HOE-642 administration attenuates severe microglial encapsulation of intracortical electrodes. (a), (b) Thresholded microglial (GFP-positive) signal up to 20 μm above the surface of the implant (blue outline) in control (a) and HOE-treated (b) mice demonstrate an extensive reduction of microglia encapsulation in the HOE-treated mouse 5 h post-implantation. (c), (d) Percent of microglial surface coverage between HOE-treated and control mice at acute (c) and chronic (d) time points.
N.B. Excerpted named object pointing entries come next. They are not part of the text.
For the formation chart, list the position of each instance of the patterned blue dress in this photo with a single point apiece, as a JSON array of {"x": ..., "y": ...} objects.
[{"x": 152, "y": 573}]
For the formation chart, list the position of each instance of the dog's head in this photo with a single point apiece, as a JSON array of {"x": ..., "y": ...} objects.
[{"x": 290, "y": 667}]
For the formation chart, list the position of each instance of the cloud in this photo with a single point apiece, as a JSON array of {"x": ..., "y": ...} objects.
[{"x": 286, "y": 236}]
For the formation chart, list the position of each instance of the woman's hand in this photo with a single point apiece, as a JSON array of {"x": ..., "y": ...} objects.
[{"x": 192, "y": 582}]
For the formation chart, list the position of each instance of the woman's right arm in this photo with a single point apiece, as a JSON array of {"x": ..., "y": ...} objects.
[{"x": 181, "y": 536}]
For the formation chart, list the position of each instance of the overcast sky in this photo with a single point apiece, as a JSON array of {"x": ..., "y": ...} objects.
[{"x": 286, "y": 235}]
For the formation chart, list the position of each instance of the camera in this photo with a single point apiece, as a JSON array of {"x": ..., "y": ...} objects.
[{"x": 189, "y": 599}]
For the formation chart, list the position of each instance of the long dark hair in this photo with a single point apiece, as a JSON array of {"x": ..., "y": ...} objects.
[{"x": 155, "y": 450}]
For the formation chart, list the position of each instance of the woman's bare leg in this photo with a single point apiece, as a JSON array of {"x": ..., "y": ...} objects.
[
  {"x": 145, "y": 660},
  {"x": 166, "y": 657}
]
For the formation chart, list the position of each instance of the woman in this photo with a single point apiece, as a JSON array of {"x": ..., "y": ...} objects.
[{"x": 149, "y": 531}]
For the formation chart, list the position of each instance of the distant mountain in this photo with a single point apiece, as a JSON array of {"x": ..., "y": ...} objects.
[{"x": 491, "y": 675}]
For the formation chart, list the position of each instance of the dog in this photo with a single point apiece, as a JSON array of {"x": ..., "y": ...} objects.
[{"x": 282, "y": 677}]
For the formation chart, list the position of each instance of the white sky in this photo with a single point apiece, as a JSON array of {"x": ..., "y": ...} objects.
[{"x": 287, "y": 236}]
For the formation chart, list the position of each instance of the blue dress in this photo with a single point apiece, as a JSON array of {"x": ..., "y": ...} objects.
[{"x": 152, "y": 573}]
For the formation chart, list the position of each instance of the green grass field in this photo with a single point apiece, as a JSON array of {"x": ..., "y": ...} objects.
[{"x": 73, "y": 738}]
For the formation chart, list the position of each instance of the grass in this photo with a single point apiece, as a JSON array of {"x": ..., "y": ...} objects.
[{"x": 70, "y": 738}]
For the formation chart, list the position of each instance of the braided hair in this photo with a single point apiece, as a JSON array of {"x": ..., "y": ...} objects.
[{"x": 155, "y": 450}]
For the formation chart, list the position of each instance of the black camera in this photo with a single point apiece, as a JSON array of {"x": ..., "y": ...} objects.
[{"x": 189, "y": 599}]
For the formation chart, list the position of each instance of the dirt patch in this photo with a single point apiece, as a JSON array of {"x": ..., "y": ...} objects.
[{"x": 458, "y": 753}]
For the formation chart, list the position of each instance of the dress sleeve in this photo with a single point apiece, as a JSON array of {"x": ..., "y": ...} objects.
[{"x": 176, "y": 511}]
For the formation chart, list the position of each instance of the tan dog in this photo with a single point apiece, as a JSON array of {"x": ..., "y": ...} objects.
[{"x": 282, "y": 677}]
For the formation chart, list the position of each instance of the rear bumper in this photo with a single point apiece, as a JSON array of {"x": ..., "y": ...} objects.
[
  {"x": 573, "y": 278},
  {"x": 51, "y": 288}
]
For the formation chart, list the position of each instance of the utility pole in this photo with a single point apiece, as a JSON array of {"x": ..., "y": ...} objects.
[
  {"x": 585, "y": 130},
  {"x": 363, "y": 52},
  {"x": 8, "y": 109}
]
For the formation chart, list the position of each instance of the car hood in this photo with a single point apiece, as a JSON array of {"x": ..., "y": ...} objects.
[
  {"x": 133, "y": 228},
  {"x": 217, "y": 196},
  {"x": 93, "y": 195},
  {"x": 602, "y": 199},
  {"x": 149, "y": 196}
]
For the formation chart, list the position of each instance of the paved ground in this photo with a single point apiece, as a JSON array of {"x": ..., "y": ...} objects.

HOE-642 treatment significantly lowered surface coverage for both acute (c) and chronic (d) mice (two-way ANOVAs; p < 0.001). Note that surface coverage in HOE-treated mice increased relative to control mice during the sub-chronic phase resulting in no significant difference in surface coverage between the two groups, suggesting a drop in efficacy of chronic HOE-642 administration. Statistical differences in surface coverage between HOE and control mice at individual timepoints are shown (Bonferroni corrected Welch’s t-tests; * p < 0.05). Data is plotted as mean ± SEM.